Monitor the TiFlash Cluster

This document describes the monitoring items of TiFlash.

Monitor the Coprocessor

Monitoring items Description
tiflash_coprocessor_request_count The number of coprocessor requests received. batch is the number of batch requests. batch_cop is the number of coprocessor requests in the batch requests. cop is the number of coprocessor requests that are sent directly via the coprocessor interface. cop_dag is the number of dag requests in all coprocessor requests.
tiflash_coprocessor_executor_count The number of each type of dag executors. table_scan is the table scan executor. selection is the selection executor. aggregation is the aggregation executor. top_n is the TopN executor. limit is the limit executor.
tiflash_coprocessor_request_duration_seconds The histogram of the duration of each coprocessor request, in which the duration is from the time that the coprocessor request is received to the time that the response to the request is completed. batch is the duration of batch requests. cop is the duration of coprocessor requests that are sent directly via the coprocessor interface.
tiflash_coprocessor_request_error The number of errors of coprocessor requests. meet_lock means that the read data is locked. region_not_found means that the Region does not exist. epoch_not_match means the read Region epoch is inconsistent with the local epoch. kv_client_error means that the communication with TiKV returns an error. internal_error is the internal system error of TiFlash. other is other type of errors.
tiflash_coprocessor_request_handle_seconds The histogram of the processing time of each coprocessor request, in which the processing time is from starting to execute the coprocessor request to completing the execution. batch is the processing time of batch request. cop is the processing time of coprocessor requests that are sent directly via the coprocessor interface.
tiflash_coprocessor_response_bytes The total bytes of the response.

Monitor DDL operations

Monitoring items Description
tiflash_schema_version The version of the schema currently cached in TiFlash.
tiflash_schema_apply_count This item includes the count of three types of appy: diff apply, full apply, and failed apply. diff apply is the normal process of a single apply.

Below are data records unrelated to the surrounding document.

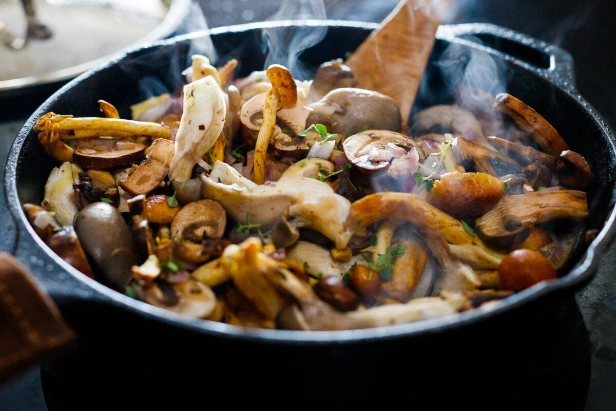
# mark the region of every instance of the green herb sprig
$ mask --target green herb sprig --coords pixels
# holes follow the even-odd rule
[[[309,127],[306,129],[298,133],[298,136],[299,136],[300,137],[306,137],[307,136],[308,136],[308,134],[310,132],[310,131],[312,129],[316,131],[317,132],[320,134],[321,137],[323,137],[323,140],[318,142],[318,144],[321,145],[322,145],[326,141],[329,141],[330,140],[335,140],[336,136],[338,136],[338,134],[335,133],[331,134],[328,132],[327,128],[325,127],[322,124],[312,124],[310,125],[310,127]]]

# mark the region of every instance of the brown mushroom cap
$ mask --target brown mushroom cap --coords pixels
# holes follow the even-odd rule
[[[126,143],[121,147],[103,152],[77,149],[73,153],[73,161],[84,168],[102,170],[134,163],[143,158],[145,153],[145,146],[139,143]]]
[[[391,97],[376,91],[343,88],[332,90],[309,106],[306,124],[322,124],[331,133],[352,134],[365,126],[399,132],[402,126],[400,108]]]
[[[323,63],[317,69],[310,85],[310,97],[318,100],[336,89],[355,87],[357,80],[341,59]]]
[[[216,305],[214,291],[192,279],[179,284],[155,281],[145,287],[136,287],[143,301],[177,314],[203,318],[210,315]]]
[[[586,159],[575,152],[565,150],[556,160],[558,181],[563,185],[585,190],[593,181],[593,172]]]
[[[227,213],[220,203],[200,200],[187,204],[171,222],[171,238],[181,238],[193,243],[204,238],[220,238],[225,232]]]
[[[349,161],[367,172],[384,171],[393,158],[405,155],[413,147],[418,146],[406,136],[386,130],[362,131],[342,143]]]

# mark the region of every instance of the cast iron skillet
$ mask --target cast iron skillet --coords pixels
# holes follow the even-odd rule
[[[219,28],[207,33],[212,36],[221,60],[237,57],[240,65],[239,75],[245,75],[262,68],[262,28],[282,30],[296,25],[328,28],[323,40],[301,55],[301,60],[313,67],[333,58],[344,57],[346,52],[354,50],[376,27],[375,25],[348,22],[288,21]],[[353,389],[349,379],[354,376],[387,373],[392,368],[412,364],[415,369],[419,367],[422,373],[431,375],[428,380],[436,378],[439,375],[434,373],[432,365],[437,364],[436,361],[453,364],[459,360],[460,356],[453,355],[453,352],[466,350],[463,354],[458,353],[465,358],[485,359],[485,356],[498,356],[500,351],[494,344],[505,340],[517,338],[516,341],[521,344],[529,343],[524,340],[528,336],[521,336],[516,327],[545,328],[550,321],[546,319],[546,323],[541,322],[541,315],[537,315],[537,313],[548,317],[560,315],[558,310],[562,300],[559,299],[564,295],[570,296],[572,289],[593,275],[599,258],[615,230],[616,212],[612,190],[616,148],[614,133],[603,118],[577,92],[572,59],[566,52],[523,35],[484,24],[439,28],[431,57],[432,63],[429,63],[423,79],[423,89],[429,87],[431,92],[420,96],[416,106],[450,102],[450,91],[442,85],[439,70],[431,69],[434,62],[448,45],[456,44],[484,52],[504,63],[508,91],[545,116],[572,149],[586,158],[595,176],[588,192],[589,226],[600,232],[566,275],[518,293],[490,310],[480,309],[443,319],[375,329],[308,332],[243,329],[187,319],[121,295],[77,272],[38,238],[20,208],[25,203],[40,202],[49,173],[56,165],[37,142],[31,129],[34,123],[50,111],[75,116],[99,115],[97,100],[100,99],[111,102],[121,116],[128,116],[129,106],[139,100],[136,81],[144,75],[156,76],[170,89],[181,84],[179,73],[187,65],[188,55],[193,51],[191,47],[195,47],[195,40],[200,35],[153,43],[71,81],[32,115],[11,149],[5,192],[17,226],[15,254],[29,266],[82,336],[81,351],[74,358],[67,359],[61,367],[52,368],[54,377],[49,378],[52,382],[47,383],[55,391],[50,394],[53,399],[48,397],[48,401],[65,401],[65,397],[58,393],[68,394],[69,389],[75,397],[75,385],[80,381],[82,394],[87,392],[91,397],[99,395],[110,401],[115,398],[113,391],[105,391],[102,395],[100,386],[92,388],[91,380],[86,379],[87,383],[84,383],[81,376],[94,378],[93,369],[100,375],[101,370],[110,371],[121,367],[123,371],[119,374],[125,378],[132,375],[131,372],[168,376],[174,374],[168,373],[179,372],[188,364],[191,368],[216,370],[214,373],[221,378],[210,376],[207,383],[216,387],[217,392],[232,391],[225,383],[240,371],[249,370],[251,381],[243,388],[253,394],[265,389],[271,392],[273,384],[280,389],[272,396],[277,401],[287,401],[297,396],[305,396],[309,402],[323,399],[330,402],[363,401],[372,397],[380,389],[391,391],[395,384],[389,380],[372,381],[368,387]],[[486,327],[494,332],[486,333]],[[478,332],[483,333],[481,341],[471,336]],[[153,341],[156,343],[153,344]],[[455,346],[453,351],[452,344]],[[132,364],[139,365],[126,367],[127,350],[136,344],[139,345],[139,355],[131,355],[130,358]],[[478,345],[482,346],[479,351]],[[164,347],[164,352],[177,350],[170,357],[171,359],[160,354],[161,346]],[[535,348],[541,352],[538,346]],[[547,346],[543,348],[550,349]],[[508,375],[514,375],[516,369],[521,372],[518,364],[524,359],[528,360],[527,351],[522,350],[524,354],[519,357],[517,354],[507,356],[506,359],[500,356],[502,368],[490,368],[487,363],[483,367],[488,367],[485,368],[488,374],[508,367]],[[145,352],[156,357],[155,364],[140,362]],[[197,356],[196,352],[203,354]],[[421,354],[418,355],[418,352]],[[292,364],[291,368],[290,364]],[[554,375],[557,373],[555,372]],[[120,383],[124,381],[122,376],[115,376],[120,378],[118,385],[120,386],[134,385],[136,378],[134,375],[130,382]],[[105,380],[106,383],[110,381]],[[70,388],[69,384],[73,385]],[[315,384],[318,390],[315,389]],[[412,384],[416,388],[421,386],[417,380]],[[233,396],[235,401],[246,398],[233,393],[236,394]]]

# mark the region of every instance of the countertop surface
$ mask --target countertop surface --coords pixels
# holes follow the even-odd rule
[[[202,0],[210,26],[272,18],[278,1]],[[283,2],[283,3],[285,2]],[[315,3],[316,2],[312,2]],[[330,1],[322,10],[330,18],[378,22],[395,1]],[[315,10],[320,8],[316,7]],[[324,17],[325,15],[320,16]],[[193,13],[186,30],[203,28],[203,17]],[[616,124],[616,2],[494,0],[455,1],[446,23],[488,22],[508,27],[556,44],[572,54],[577,88],[612,124]],[[0,100],[0,158],[6,161],[12,140],[36,107],[47,95]],[[0,173],[4,173],[4,166]],[[4,196],[0,213],[6,213]],[[8,220],[9,219],[6,219]],[[0,249],[13,237],[10,226],[0,234]],[[596,276],[578,290],[575,299],[590,341],[590,381],[584,410],[616,409],[616,246],[602,256]],[[0,410],[47,410],[39,371],[34,368],[0,388]]]

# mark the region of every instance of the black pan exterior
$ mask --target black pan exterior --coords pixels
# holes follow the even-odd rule
[[[367,23],[340,22],[302,24],[330,25],[323,42],[302,55],[303,60],[314,67],[323,61],[343,57],[375,28]],[[221,60],[238,58],[240,75],[261,70],[264,60],[261,29],[265,25],[211,30]],[[550,319],[572,309],[570,289],[592,276],[599,254],[614,234],[616,150],[613,133],[575,90],[570,59],[562,51],[484,25],[443,26],[437,38],[431,57],[433,62],[453,43],[484,50],[504,62],[509,92],[544,115],[572,149],[588,160],[595,176],[588,196],[590,224],[601,232],[569,274],[519,293],[492,310],[476,310],[415,324],[335,332],[245,330],[187,319],[90,280],[55,256],[34,233],[21,211],[20,204],[41,201],[49,172],[56,165],[41,149],[32,126],[36,118],[49,111],[75,116],[98,115],[97,100],[100,99],[116,104],[121,116],[128,116],[129,105],[139,99],[136,81],[146,74],[155,75],[171,89],[179,85],[182,79],[177,73],[187,65],[191,36],[163,41],[153,47],[129,53],[61,89],[28,120],[9,156],[5,190],[18,227],[16,255],[29,266],[83,336],[83,349],[67,359],[62,367],[54,367],[46,375],[46,387],[53,397],[50,400],[48,397],[48,401],[57,404],[66,401],[65,394],[69,389],[73,399],[78,397],[70,388],[79,382],[80,378],[75,376],[87,372],[88,368],[100,370],[101,375],[121,369],[114,373],[120,386],[137,384],[136,380],[148,375],[156,375],[161,384],[180,382],[166,380],[176,376],[191,386],[195,381],[186,381],[185,371],[181,376],[177,376],[178,373],[189,368],[201,370],[205,373],[204,386],[214,392],[230,392],[231,397],[238,402],[254,398],[257,402],[267,399],[289,404],[288,401],[299,397],[306,404],[318,403],[323,399],[344,403],[367,401],[376,393],[392,394],[393,391],[400,395],[411,389],[410,387],[427,392],[434,388],[432,382],[437,384],[445,378],[460,383],[461,375],[479,382],[477,378],[484,381],[484,376],[503,369],[513,376],[503,382],[513,384],[530,366],[533,357],[528,349],[503,357],[501,348],[505,346],[506,341],[508,347],[512,343],[526,348],[536,344],[536,355],[540,357],[554,349],[561,349],[563,356],[569,356],[566,347],[554,348],[562,330],[554,329],[551,334],[554,340],[541,341],[534,341],[532,335],[533,330],[553,327]],[[477,39],[491,47],[478,44]],[[505,49],[509,54],[492,47]],[[429,70],[424,81],[438,84],[439,75],[437,71]],[[450,102],[450,91],[443,90],[422,96],[418,104]],[[578,320],[583,328],[581,319]],[[482,341],[474,338],[476,335],[482,336]],[[588,344],[587,340],[575,341],[577,346],[585,344]],[[486,362],[486,359],[498,359]],[[584,368],[587,359],[576,358],[566,364],[554,364],[554,375],[546,376],[559,381],[562,367],[582,364]],[[477,363],[484,368],[478,368]],[[448,367],[444,370],[447,364],[455,364],[457,371],[452,373]],[[392,381],[392,370],[398,369],[409,375],[408,385]],[[540,375],[535,376],[541,379]],[[583,387],[587,377],[582,372],[579,380],[560,382],[567,386]],[[359,385],[355,384],[358,378]],[[238,385],[234,384],[239,385],[241,389],[238,391]],[[88,396],[99,396],[101,401],[105,398],[115,401],[118,398],[115,391],[105,391],[100,396],[100,387],[86,385],[89,388],[80,386],[80,389]],[[234,393],[237,394],[233,395]],[[242,393],[246,396],[242,396]]]

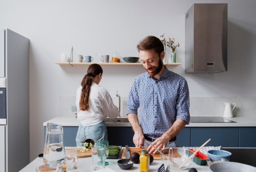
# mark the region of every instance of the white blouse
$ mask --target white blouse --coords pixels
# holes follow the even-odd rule
[[[108,117],[115,118],[119,116],[120,112],[113,103],[108,92],[104,87],[92,82],[89,98],[87,111],[80,110],[80,100],[82,86],[77,89],[76,105],[77,108],[77,119],[84,126],[97,124]]]

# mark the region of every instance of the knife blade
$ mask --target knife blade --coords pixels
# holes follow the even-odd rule
[[[129,146],[128,146],[128,145],[125,145],[125,148],[126,149],[126,152],[125,152],[124,154],[125,155],[125,158],[129,159],[131,157],[131,154],[130,150],[129,149]]]

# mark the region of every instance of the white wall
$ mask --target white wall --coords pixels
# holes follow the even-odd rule
[[[193,3],[212,2],[228,3],[228,71],[185,74],[185,14]],[[31,160],[43,152],[43,122],[59,116],[59,97],[75,96],[86,71],[86,66],[54,64],[62,53],[69,56],[72,46],[74,55],[116,50],[138,56],[140,40],[165,33],[180,44],[177,61],[183,63],[168,68],[187,79],[190,96],[256,97],[255,7],[254,0],[1,0],[0,28],[30,39]],[[142,66],[102,67],[100,84],[113,96],[117,90],[127,96],[144,71]]]

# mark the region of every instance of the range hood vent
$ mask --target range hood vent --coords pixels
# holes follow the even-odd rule
[[[194,3],[185,17],[185,73],[227,71],[228,4]]]

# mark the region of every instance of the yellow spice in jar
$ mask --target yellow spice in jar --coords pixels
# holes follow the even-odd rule
[[[140,171],[143,172],[149,171],[149,156],[146,150],[141,151],[140,156]]]

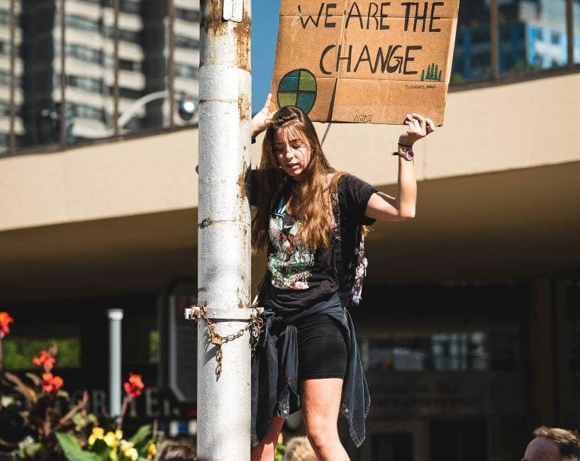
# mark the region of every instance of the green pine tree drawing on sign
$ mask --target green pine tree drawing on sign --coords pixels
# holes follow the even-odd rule
[[[439,65],[432,62],[427,66],[427,72],[425,69],[421,71],[421,82],[441,82],[443,71],[439,70]]]

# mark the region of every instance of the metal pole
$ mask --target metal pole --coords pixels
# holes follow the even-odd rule
[[[123,309],[108,309],[108,395],[109,414],[116,418],[121,413],[121,326]]]
[[[239,19],[223,20],[224,3]],[[201,0],[198,302],[222,336],[247,325],[250,309],[250,0]],[[250,460],[250,335],[218,347],[198,322],[199,460]]]

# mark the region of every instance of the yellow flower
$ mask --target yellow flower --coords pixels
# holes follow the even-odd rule
[[[137,461],[139,457],[139,453],[133,448],[129,448],[123,455],[125,455],[125,457],[129,458],[131,461]]]
[[[121,449],[123,452],[127,451],[129,448],[133,448],[133,442],[128,442],[127,440],[121,441]]]
[[[154,457],[155,457],[155,455],[157,454],[157,447],[154,442],[152,442],[149,444],[149,447],[147,449],[147,459],[152,460]]]
[[[103,435],[105,433],[105,430],[103,428],[99,428],[99,426],[94,426],[93,428],[93,431],[91,433],[91,435],[89,435],[89,445],[93,446],[94,443],[96,441],[98,438],[103,438]]]
[[[111,448],[116,448],[117,438],[115,436],[115,433],[109,431],[103,438],[105,440],[105,443],[106,443],[108,446],[111,447]]]

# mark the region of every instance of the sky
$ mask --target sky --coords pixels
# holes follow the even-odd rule
[[[278,20],[279,0],[252,0],[252,112],[264,106],[269,93]]]

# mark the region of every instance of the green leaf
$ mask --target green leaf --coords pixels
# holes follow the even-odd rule
[[[65,452],[65,456],[70,461],[101,461],[101,457],[95,453],[83,451],[79,440],[74,435],[64,432],[55,433]]]
[[[151,433],[151,425],[145,424],[142,426],[137,430],[135,435],[131,437],[129,442],[131,442],[133,446],[138,450],[138,447],[140,447],[144,443],[149,442],[149,435]]]

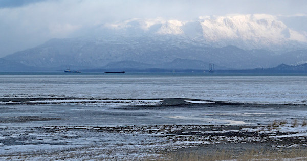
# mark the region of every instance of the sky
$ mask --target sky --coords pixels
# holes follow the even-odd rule
[[[189,20],[268,14],[306,30],[306,8],[304,0],[0,0],[0,58],[52,38],[84,36],[104,24],[133,18]]]

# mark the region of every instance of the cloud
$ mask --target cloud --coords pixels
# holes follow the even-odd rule
[[[131,18],[190,20],[229,14],[306,15],[306,4],[291,0],[0,0],[0,57],[53,38],[80,36],[103,24]]]

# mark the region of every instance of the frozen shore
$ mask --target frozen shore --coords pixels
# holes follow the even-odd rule
[[[306,149],[306,106],[189,98],[0,99],[0,159]]]

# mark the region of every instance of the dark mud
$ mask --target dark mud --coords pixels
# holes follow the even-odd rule
[[[49,121],[53,120],[63,120],[63,118],[42,118],[35,116],[17,117],[0,117],[0,123],[26,122],[36,121]]]

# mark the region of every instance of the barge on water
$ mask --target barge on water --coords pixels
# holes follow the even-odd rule
[[[120,71],[120,72],[104,72],[105,73],[125,73],[126,72],[125,71]]]
[[[70,69],[67,69],[66,70],[64,70],[64,72],[65,72],[65,73],[81,73],[81,72],[80,72],[80,71],[71,71]]]

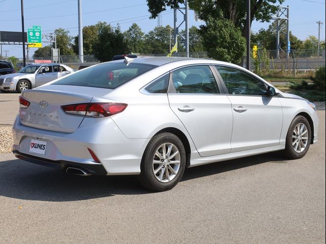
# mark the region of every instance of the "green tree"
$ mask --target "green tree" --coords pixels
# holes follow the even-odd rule
[[[156,26],[145,36],[144,52],[168,53],[170,51],[170,25]],[[171,33],[171,35],[173,32]]]
[[[50,46],[45,46],[40,48],[38,48],[33,55],[33,58],[50,56],[51,48],[51,47]]]
[[[93,48],[98,60],[110,61],[115,55],[127,52],[127,44],[119,26],[112,27],[105,22],[99,22],[96,27],[98,38]]]
[[[72,37],[69,35],[69,31],[58,28],[54,33],[57,36],[57,48],[60,49],[60,55],[75,54],[72,48]]]
[[[182,30],[180,32],[180,33],[183,37],[185,37],[185,30]],[[189,28],[189,51],[191,52],[198,52],[204,51],[203,40],[200,35],[199,29],[196,26],[192,26]],[[183,45],[179,50],[179,51],[185,51]]]
[[[246,54],[246,39],[232,21],[208,18],[206,25],[201,26],[200,33],[209,57],[235,64],[241,62]]]
[[[285,0],[251,0],[250,23],[253,20],[261,22],[268,21],[275,14],[277,7]],[[234,26],[240,28],[245,36],[247,0],[189,0],[189,6],[198,14],[198,17],[205,22],[209,19],[227,19]],[[147,6],[151,18],[156,18],[158,14],[166,10],[178,7],[184,0],[147,0]]]
[[[89,25],[83,28],[83,50],[84,55],[94,54],[94,45],[97,41],[97,27]],[[72,49],[75,53],[79,52],[78,36],[74,38]]]
[[[129,52],[144,52],[145,33],[142,31],[142,28],[139,25],[133,23],[123,35]]]

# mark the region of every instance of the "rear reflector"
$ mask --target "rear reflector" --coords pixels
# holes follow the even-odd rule
[[[19,104],[21,108],[26,108],[30,106],[30,103],[28,101],[23,98],[21,96],[19,96]]]
[[[124,103],[80,103],[62,106],[66,113],[80,116],[103,117],[121,113],[127,105]]]
[[[96,157],[96,155],[95,155],[95,154],[94,153],[94,151],[93,151],[90,148],[87,148],[87,149],[88,149],[88,151],[89,151],[90,154],[91,154],[91,155],[92,156],[92,158],[93,158],[93,159],[94,159],[94,161],[95,161],[96,163],[98,163],[99,164],[100,164],[101,162]]]

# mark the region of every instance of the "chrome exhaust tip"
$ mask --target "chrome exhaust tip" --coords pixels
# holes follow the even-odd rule
[[[77,168],[73,168],[72,167],[68,167],[66,170],[66,172],[67,174],[75,174],[76,175],[82,175],[83,176],[88,176],[91,175],[91,174],[86,172],[82,169]]]

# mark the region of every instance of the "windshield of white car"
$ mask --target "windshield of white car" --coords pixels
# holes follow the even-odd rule
[[[81,70],[51,84],[115,89],[157,67],[123,62],[105,63]]]
[[[29,65],[21,69],[18,73],[23,73],[25,74],[34,74],[36,71],[40,66],[37,66],[34,65]]]

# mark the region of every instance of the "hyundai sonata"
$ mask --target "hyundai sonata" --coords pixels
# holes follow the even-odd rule
[[[125,57],[23,91],[17,158],[89,175],[139,175],[171,189],[185,168],[317,142],[314,104],[229,63]]]

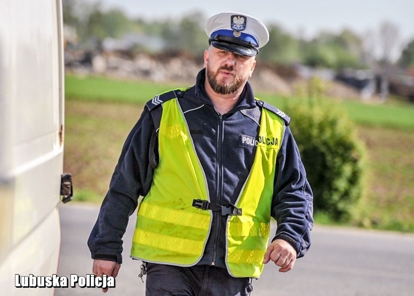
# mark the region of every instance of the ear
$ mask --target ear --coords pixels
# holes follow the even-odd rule
[[[204,51],[204,68],[207,68],[207,64],[208,63],[209,53],[207,50]]]
[[[252,67],[250,68],[250,71],[249,73],[249,77],[252,77],[252,74],[253,73],[253,71],[255,70],[255,68],[256,67],[256,60],[255,60],[253,61],[253,62],[252,63]]]

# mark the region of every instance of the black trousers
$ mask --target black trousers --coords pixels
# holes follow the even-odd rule
[[[151,263],[147,267],[146,296],[247,296],[253,289],[250,278],[233,278],[221,267]]]

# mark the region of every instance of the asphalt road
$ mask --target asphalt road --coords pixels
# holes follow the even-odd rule
[[[60,208],[62,244],[58,275],[92,273],[86,245],[98,215],[96,206]],[[124,263],[116,287],[105,295],[144,295],[138,278],[140,262],[129,258],[135,226],[131,217],[124,237]],[[414,295],[414,235],[316,226],[310,250],[286,273],[266,266],[253,281],[256,296],[412,296]],[[57,288],[56,296],[103,295],[100,289]]]

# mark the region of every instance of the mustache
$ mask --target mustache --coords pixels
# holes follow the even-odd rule
[[[217,70],[217,73],[219,73],[222,70],[224,70],[225,71],[228,71],[229,72],[231,72],[232,74],[233,74],[233,76],[236,77],[237,75],[237,72],[235,70],[233,66],[223,66],[223,67],[221,67],[219,68],[219,70]]]

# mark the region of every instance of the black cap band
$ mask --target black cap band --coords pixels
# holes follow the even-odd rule
[[[235,37],[216,35],[208,40],[208,43],[216,48],[237,52],[242,55],[254,56],[259,53],[259,49],[255,44]]]

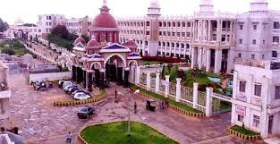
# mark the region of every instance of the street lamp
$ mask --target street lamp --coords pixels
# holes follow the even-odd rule
[[[139,94],[140,93],[140,89],[137,89],[133,92],[133,94]],[[123,93],[118,92],[118,94],[124,96]],[[132,96],[131,93],[128,93],[128,128],[127,128],[127,131],[128,131],[128,136],[131,136],[131,99],[132,99]]]

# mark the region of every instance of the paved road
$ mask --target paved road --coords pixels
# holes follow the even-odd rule
[[[52,102],[57,99],[70,99],[61,89],[54,88],[47,92],[34,91],[26,83],[23,75],[12,75],[10,87],[12,115],[4,122],[6,127],[18,126],[28,144],[64,144],[68,131],[74,137],[87,124],[126,120],[127,95],[120,96],[119,103],[115,103],[115,89],[125,93],[121,87],[113,86],[107,89],[108,97],[96,104],[97,114],[89,120],[79,120],[76,112],[79,106],[55,107]],[[225,114],[212,118],[197,119],[183,116],[171,110],[145,110],[145,99],[132,96],[132,103],[138,104],[138,114],[132,119],[145,123],[182,144],[241,144],[238,139],[228,135],[230,114]],[[73,143],[77,143],[74,140]],[[261,143],[261,142],[259,142]]]

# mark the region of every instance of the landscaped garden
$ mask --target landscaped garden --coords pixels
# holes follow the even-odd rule
[[[131,134],[127,133],[128,122],[116,122],[89,126],[81,135],[89,144],[177,144],[149,126],[131,122]]]
[[[0,52],[1,54],[8,55],[24,55],[29,53],[18,39],[6,40],[0,44]]]

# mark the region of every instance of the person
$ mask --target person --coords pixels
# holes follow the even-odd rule
[[[136,101],[134,102],[134,114],[137,113],[137,104],[136,104]]]
[[[72,134],[69,131],[66,137],[66,142],[71,143],[71,141],[72,141]]]

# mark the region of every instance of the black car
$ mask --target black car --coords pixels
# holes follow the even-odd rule
[[[79,87],[71,88],[69,92],[72,94],[77,90],[81,90]]]
[[[64,80],[59,80],[58,81],[58,88],[63,88],[64,83]]]
[[[77,116],[79,119],[89,118],[90,115],[95,114],[95,108],[89,106],[86,106],[81,108],[78,112]]]
[[[146,109],[155,112],[156,111],[156,100],[152,100],[152,99],[147,100]]]

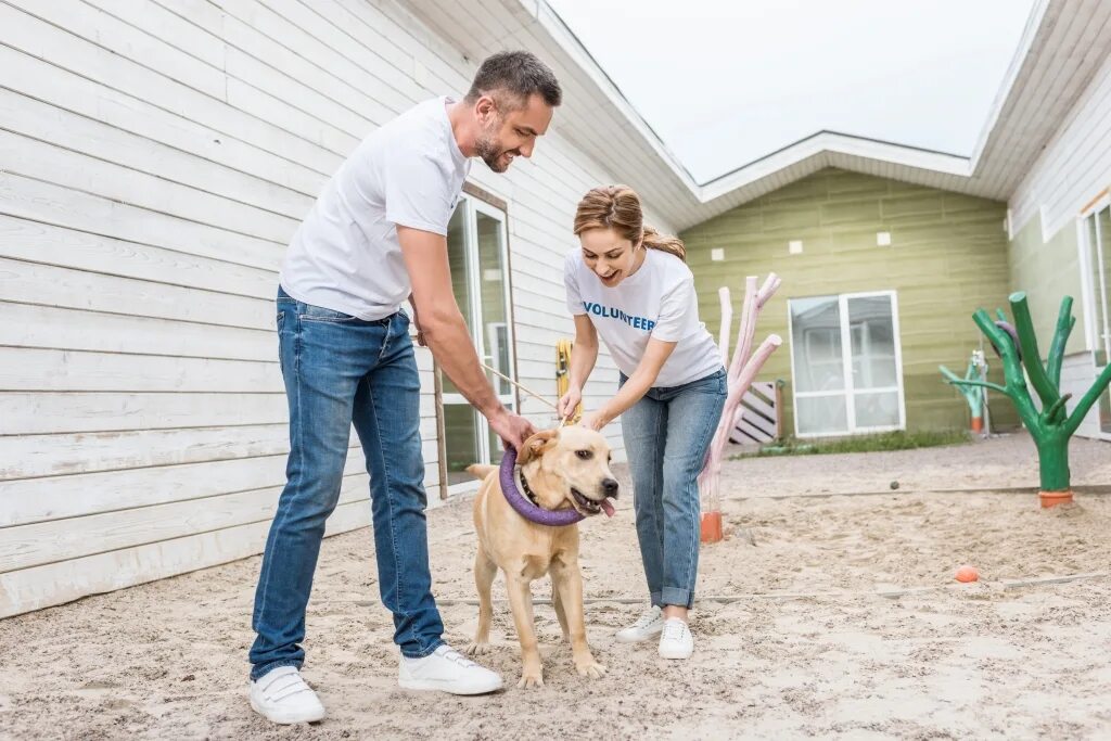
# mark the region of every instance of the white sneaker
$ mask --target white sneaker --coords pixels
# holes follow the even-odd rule
[[[690,659],[694,653],[691,629],[679,618],[670,618],[660,633],[660,655],[664,659]]]
[[[663,610],[653,604],[644,610],[644,614],[637,622],[619,630],[613,638],[618,643],[639,643],[659,635],[661,630],[663,630]]]
[[[420,659],[401,657],[398,684],[407,690],[440,690],[451,694],[484,694],[502,688],[501,677],[450,645],[441,645]]]
[[[324,719],[324,705],[297,667],[278,667],[251,682],[251,708],[282,724]]]

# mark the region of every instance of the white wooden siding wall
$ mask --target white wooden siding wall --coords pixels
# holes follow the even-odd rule
[[[261,550],[284,247],[361,137],[473,67],[384,1],[0,3],[0,617]],[[558,134],[514,169],[478,179],[510,201],[522,380],[554,393],[570,212],[614,178]],[[366,499],[352,434],[330,531]]]
[[[1042,210],[1047,238],[1072,226],[1080,209],[1111,186],[1111,57],[1092,78],[1011,197],[1017,233]]]

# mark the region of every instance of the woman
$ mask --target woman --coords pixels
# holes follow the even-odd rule
[[[563,276],[575,340],[559,412],[574,413],[601,337],[621,371],[619,389],[582,424],[599,430],[621,415],[651,599],[617,640],[659,634],[661,657],[687,659],[694,650],[687,614],[698,575],[698,474],[725,402],[725,370],[698,319],[683,243],[643,226],[632,189],[587,193],[574,233],[581,249],[568,254]]]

If diff apply fails, failed apply increases by 1, and TiFlash rolls back to full apply.
tiflash_schema_internal_ddl_count The number of specific DDL operations in TiFlash.
tiflash_schema_apply_duration_seconds The time used for a single apply schema operation.

Monitor Raft

Monitoring items Description
tiflash_raft_read_index_count The number of times that the coprocessor triggers the read_index request, which equals to the number of Regions triggered by a coprocessor.
tiflash_raft_read_index_duration_seconds The time used by read_index. Most time is used for interaction with Leader and retry.
tiflash_raft_wait_index_duration_seconds The time used by wait_index, namely the time used to wait until local index >= read_index after the read_index request is received.